Home Purchase Mortgages
Frequently Asked Questions
What is a Home Purchase Mortgage?
A home purchase mortgage is a loan given by a bank, mortgage company, or other financial institution for the purchase of a home. This can be either a primary residence, a secondary residence, or an investment residence. For typical residential mortgages the property may be a condominium, town-home, single-family residence, duplex, triplex or fourplex.
In a home mortgage, the owner of the property (the borrower) transfers the title to the lender on the condition that the title will be transferred back to the owner once the final loan payment has been made and other terms of the mortgage have been met.
What are the types of Home Purchase Loans?
There are five main types of Home Purchase Mortgages:
- Conventional loan – Best for borrowers with a good credit score
- Jumbo loan – Best for borrowers with excellent credit looking to buy an expensive home
- Government-insured loan – Best for borrowers who have lower credit scores and minimal cash for a down payment
- Fixed-rate mortgage – Best for borrowers who’d prefer a predictable, set monthly payment for the duration of the loan
- Adjustable-rate mortgage – Best for borrowers who aren’t planning to stay in the home for an extended period, would prefer lower payments in the short-term and are comfortable with possibly having to pay more in the future
Should I get Pre-Qualified for a Loan?
Getting pre-qualified is an important first step to ensure you can actually get a mortgage, while also determining how much home you can afford.
A slightly more involved process is a mortgage pre-approval, where you provide financial documents to a bank or mortgage broker for review, and they run your credit.
Real estate agents (and home sellers) typically require that you be pre-approved if you want to make a qualified offer.
What is Mortgage Insurance?
Mortgage Insurance protects the lender from losses in the event that a borrower defaults on their loan.

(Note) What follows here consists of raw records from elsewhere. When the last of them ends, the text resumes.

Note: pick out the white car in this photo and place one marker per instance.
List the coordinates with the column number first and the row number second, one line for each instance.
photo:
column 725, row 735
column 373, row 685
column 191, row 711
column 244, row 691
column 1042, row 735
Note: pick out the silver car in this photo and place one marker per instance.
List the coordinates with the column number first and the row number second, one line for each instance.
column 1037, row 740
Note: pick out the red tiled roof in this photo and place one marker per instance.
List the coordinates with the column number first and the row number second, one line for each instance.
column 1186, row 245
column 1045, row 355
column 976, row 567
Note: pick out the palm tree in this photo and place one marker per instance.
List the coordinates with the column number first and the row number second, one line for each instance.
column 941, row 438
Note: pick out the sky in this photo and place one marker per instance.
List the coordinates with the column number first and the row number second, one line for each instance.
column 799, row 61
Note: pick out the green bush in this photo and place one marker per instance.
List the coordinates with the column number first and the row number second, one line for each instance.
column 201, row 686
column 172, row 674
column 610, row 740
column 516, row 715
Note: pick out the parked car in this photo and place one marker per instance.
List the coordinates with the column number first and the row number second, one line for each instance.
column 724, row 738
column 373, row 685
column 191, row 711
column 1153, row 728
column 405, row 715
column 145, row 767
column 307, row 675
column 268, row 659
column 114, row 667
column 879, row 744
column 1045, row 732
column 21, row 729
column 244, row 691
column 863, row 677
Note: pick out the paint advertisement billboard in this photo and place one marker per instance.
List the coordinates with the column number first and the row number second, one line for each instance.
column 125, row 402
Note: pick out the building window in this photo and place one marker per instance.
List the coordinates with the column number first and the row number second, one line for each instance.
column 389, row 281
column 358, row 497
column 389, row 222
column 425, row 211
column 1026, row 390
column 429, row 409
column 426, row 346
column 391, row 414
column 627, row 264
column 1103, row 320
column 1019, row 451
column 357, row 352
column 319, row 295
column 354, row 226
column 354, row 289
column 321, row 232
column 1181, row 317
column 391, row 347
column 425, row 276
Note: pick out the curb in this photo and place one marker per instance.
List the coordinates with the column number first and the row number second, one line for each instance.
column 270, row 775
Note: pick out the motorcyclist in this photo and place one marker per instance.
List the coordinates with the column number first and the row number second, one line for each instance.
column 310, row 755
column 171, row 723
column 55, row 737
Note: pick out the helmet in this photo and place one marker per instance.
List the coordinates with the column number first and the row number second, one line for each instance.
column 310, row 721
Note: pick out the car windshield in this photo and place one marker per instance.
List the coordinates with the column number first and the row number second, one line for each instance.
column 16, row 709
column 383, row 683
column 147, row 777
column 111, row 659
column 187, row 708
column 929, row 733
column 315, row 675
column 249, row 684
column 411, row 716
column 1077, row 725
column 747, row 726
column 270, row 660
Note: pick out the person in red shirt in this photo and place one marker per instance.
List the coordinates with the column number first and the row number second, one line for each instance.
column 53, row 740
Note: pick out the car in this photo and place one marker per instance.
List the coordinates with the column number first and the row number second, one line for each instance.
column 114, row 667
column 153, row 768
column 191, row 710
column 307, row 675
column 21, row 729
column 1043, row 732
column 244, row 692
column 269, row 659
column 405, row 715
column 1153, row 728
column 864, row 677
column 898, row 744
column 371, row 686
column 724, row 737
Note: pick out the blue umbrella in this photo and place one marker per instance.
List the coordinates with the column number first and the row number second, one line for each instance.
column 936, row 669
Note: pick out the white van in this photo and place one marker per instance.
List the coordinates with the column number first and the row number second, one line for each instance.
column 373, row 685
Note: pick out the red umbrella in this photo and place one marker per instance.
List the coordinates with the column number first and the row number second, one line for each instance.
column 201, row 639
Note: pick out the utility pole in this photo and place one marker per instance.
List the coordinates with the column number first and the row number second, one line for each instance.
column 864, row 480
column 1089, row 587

If you put down less than 20% on a conventional loan, you may be required to pay for mortgage insurance. Depending on the type of loan, the insurance may be regulated by the FHA or provided privately.
Even if the mortgage insurance is “lender paid,” it’s likely passed on as a cost built into your mortgage payment, which increases your rate and monthly payment. Ask your loan specialist to explain the associated rates and costs, and if there are options to finance without mortgage insurance.